Back north for a spin around Artists Drive and to CA-190 and north around the Panamint Range. The Mesquite Dunes to the north a bit before Stovepipe Wells had me majorly drooling. Then back SSW to and then across the Panamint Valley to and a bit beyond Panamint Springs.
Next target was a night's lodging somewhere between Death Valley and the next base of operations - the El Segundo DoubleTree (just south of LAX). (There we'd be holed up for three nights for all the Rose Parade centered package stuff that the travel outfit had put together.) Ridgecrest looked like the best bet.
I was navigating using my Garmin 3590 and Waze on the iPhone. And the latter is little better than inert in the absence of cellular coverage - which was often the case in that neck of the country and was at the time. And I didn't have a great map of the relevant geography in my head. And when I punched in Ridgecrest I got a route which continued over the mountain jumble west of the Panamint Valley to the Owens, south out of that valley to the China Lake Naval Air Weapons Station area, then back east a bit to goal. Seemed counterintuitive when considering the Panamint Valley but when I pulled over and tried all Calculation Modes - Faster Time, Shorter Distance, Less Fuel - I got the same solution.
There's a Father Crowley Point overlook pull-off on the north side of CA-190 at about 4250 feet and I took it - with the day's light just about done.
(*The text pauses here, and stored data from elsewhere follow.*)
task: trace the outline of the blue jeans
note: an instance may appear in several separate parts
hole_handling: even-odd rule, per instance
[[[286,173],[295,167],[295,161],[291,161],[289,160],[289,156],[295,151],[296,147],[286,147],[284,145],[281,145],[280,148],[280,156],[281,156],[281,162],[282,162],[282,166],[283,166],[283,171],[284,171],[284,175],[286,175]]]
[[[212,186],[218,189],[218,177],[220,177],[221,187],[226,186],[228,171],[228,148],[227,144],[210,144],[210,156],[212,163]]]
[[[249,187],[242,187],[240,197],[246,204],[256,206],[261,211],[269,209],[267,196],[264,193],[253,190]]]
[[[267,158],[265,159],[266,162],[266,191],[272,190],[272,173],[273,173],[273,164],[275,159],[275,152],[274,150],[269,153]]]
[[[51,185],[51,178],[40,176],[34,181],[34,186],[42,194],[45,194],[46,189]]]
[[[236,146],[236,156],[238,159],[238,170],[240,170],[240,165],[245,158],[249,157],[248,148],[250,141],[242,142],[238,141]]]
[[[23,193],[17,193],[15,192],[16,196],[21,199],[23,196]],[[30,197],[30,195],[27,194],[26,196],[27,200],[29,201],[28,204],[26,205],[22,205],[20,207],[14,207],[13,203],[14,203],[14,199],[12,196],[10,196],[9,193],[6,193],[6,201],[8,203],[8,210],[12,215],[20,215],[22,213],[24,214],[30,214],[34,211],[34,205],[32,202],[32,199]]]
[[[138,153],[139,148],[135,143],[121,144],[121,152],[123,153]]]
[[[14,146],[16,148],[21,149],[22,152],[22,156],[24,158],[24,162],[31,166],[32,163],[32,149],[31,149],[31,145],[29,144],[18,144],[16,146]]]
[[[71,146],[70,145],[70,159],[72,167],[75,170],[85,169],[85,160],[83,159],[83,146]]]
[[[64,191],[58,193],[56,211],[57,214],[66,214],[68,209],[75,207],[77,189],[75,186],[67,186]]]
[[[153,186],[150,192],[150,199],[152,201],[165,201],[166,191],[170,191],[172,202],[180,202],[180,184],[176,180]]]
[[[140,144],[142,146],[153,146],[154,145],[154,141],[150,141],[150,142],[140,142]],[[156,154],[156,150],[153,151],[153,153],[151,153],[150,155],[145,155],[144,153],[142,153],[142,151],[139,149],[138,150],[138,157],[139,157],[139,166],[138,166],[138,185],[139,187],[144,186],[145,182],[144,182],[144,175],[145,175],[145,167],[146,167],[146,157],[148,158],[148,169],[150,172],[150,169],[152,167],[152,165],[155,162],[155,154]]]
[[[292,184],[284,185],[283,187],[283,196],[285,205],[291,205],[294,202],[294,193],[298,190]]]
Parked and switched off the nav.
Back in the car, fired up the Garmin, told it Ridgecrest, it told me to turn LEFT. Back east to the Panamint Valley for a 79 mile trip to Ridgecrest. Continuing on the previous route would've taken another 94. So I turned left and backtracked eleven miles and descended about 2670 feet to the junction of CA-190 and Panamint Valley Road.
Felt bad about having burned and pretty much wasted all that altitude climbing fuel and couldn't understand how and why Garmin had screwed me over but I think I figured it out as the drive progressed. Garmin had figured out which way I'd been headed and was assuming there was no option for turning the car around before turning the car around would've been a major stupid setback. And it recognized the Father Crowley Point pull-off / parking area but not as an option for reversing course. Fairly expensive lesson in outsmarting the gadget.
Made it to the Ridgecrest Best Western otherwise uneventfully enough and survived Trip Night 02.